THIRUVANANTHAPURAM: The black nightshade shrub has been shown to have a useful compound for treating liver cancer. The compound — Uttroside-B — isolated from the plant as part of an ongoing research program at the Rajiv Gandhi Center for Biotechnology (RGCB) has been designated an “orphan drug” by the Food and Drug Administration (FDA) of the United States.
The leaves of ‘Manathakkali’, a perennial shrub (Solanum nigrum) common in backyards of houses and along Kerala trails, have immense properties to protect the largest internal organ of the human body from uncontrollable cell growth said a team of scientists from RGCB working on the project.
The “orphan drug” designation supports the development and evaluation of new treatments for rare diseases and enables rapid drug approval. The technology patented by Dr. Ruby John Anto, senior scientist at RGCB, and his student, Dr. Lekshmi R Nath, was purchased by US pharmaceutical company QBioMed.
The technology transfer was done through the Oklahoma Medical Research Foundation, the RGCB revealed on Wednesday. Dr Ruby and Dr Lekshmi isolated the drug molecule, Uttroside-B, from the leaves of the Manathakkali plant.
RGCB director Dr Chandrabhas Narayana said the research has the potential to be a major breakthrough in the treatment of liver disease, including liver cancer. QBioMed’s first milestone payment has already been received, he said.
“The results are revolutionary, as the liver, which primarily detoxifies food while aiding digestion, is increasingly susceptible to cancer in modern times. It is estimated that the malignant disease of the bile-producing organ kills as many as 800,000 people a year even as 900,000 new cases are reported each year, ”he said.

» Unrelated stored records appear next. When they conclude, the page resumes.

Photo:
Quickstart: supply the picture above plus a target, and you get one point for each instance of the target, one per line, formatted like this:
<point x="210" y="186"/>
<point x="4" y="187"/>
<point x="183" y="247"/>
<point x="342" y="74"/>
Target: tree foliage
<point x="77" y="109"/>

In collaboration with Dr L Ravishankar (CSIR-NIST, Thiruvananthapuram), who has developed a new method to isolate the compound from the leaves of Solanum nigrum, Dr Ruby and his team are currently studying the efficacy of the compound against fatty liver disease, nonalcoholic steatohepatitis and liver cancer caused by food toxins.
Dr Ruby said that at present there is only one drug approved by the FDA for the treatment of liver cancer.
The compound developed by her team is proving to be more effective than the one available, she said. Evaluation of toxicity in human volunteers has shown that the compound is also effective in the treatment of fatty liver disease.
Recent results from Dr. Ruby’s lab indicate that chloroquine phosphate, a drug used against malaria, if used in a combination regimen with Uttroside-B, can dramatically improve the therapeutic efficacy of Uttroside- B against liver cancer.
The technology has been patented by the United States, Canada, Japan and South Korea. The research has been published in the Nature journal group, “Scientific Reports”.